Hacker News new | past | comments | ask | show | jobs | submit login

The problem isn’t sentience, it’s alignment.

AIs can be as sentient as we like without being any threat at all, as long as their goals are aligned with our actual best interests. The problem is we have as yet struggled to clearly articulate consistently what our actual best interests are, in terms of goals we can train into our AIs. Furthermore, we’ve also faced huge problems even training them to seek those goals either. Oh boy, alignment is hard.




> The problem is we have as yet struggled to clearly articulate consistently what our actual best interests are, in terms of goals we can train into our AIs.

And imho, we never will be able to do that, because as soon as there is more than one human, they are likely to disagree about something.

Even things that should be no-brainers like "should we preserve our habitat or burn it down for profit", or questions like "is it a good idea to have loads of deadly assault weapons just float around in our society", seem to be too hard for our species to resolve.

If we cannot even align with our fellow humans, how can we expect to do so with machines?


> Even things that should be no-brainers like "should we preserve our habitat or burn it down for profit", or questions like "is it a good idea to have loads of deadly assault weapons just float around in our society", seem to be too hard for our species to resolve.

These are brain intensive questions because they require deep moral, political, economic and ecological context. It's very difficult to express such deep context to an AI agent with prompting, fine tuning or training. I suspect this deep context also makes it difficult to align humans on these issues with education, media or hacker news comments.


> These are brain intensive questions

They really are not. Even rodents with brains the size of a peanut manage to not willfully destroy the environment they are living in, despite already having all the resources they need, out of sheer greed.


Agreement is predictability. Predictability is vulnerability. Vulnerability is susceptibility.
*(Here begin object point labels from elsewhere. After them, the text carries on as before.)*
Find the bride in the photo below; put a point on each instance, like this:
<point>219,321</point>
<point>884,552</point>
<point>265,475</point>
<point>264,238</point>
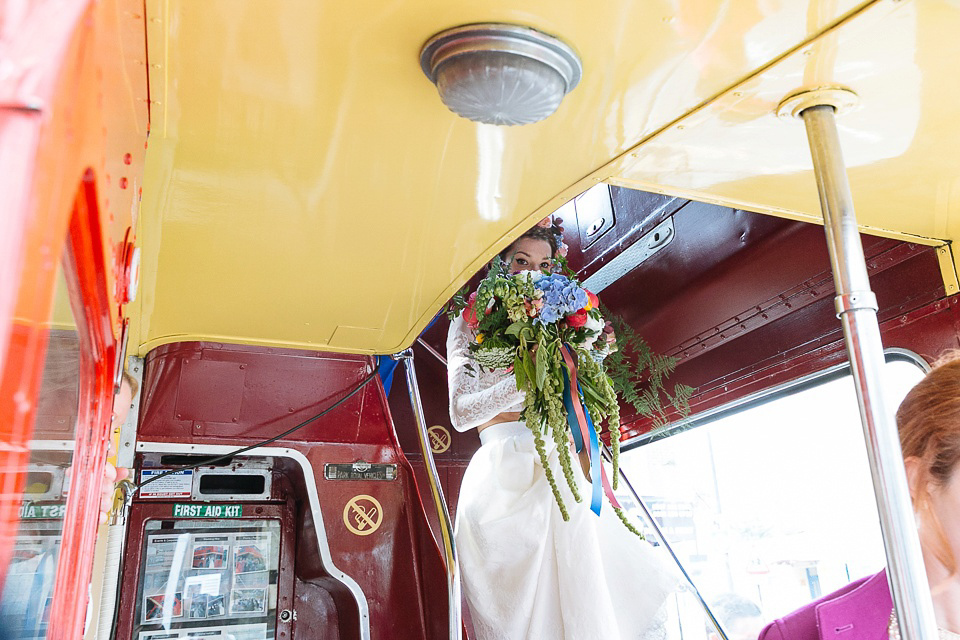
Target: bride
<point>526,572</point>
Evolution in identity either creates super organisms like ants or infinitely recursive "self" that necessarily requires unpredictability to ensure theatre not susceptible to coercion towards vulnerability.

So, if you want self identity, you can't be agreeable and if you want survival, you can't be vulnerable.


I think alignment is poorly defined. Aligned to whose philosophy? Name two human beings who are aligned and always act in each other's best interest in history, and I'll buy your bridge.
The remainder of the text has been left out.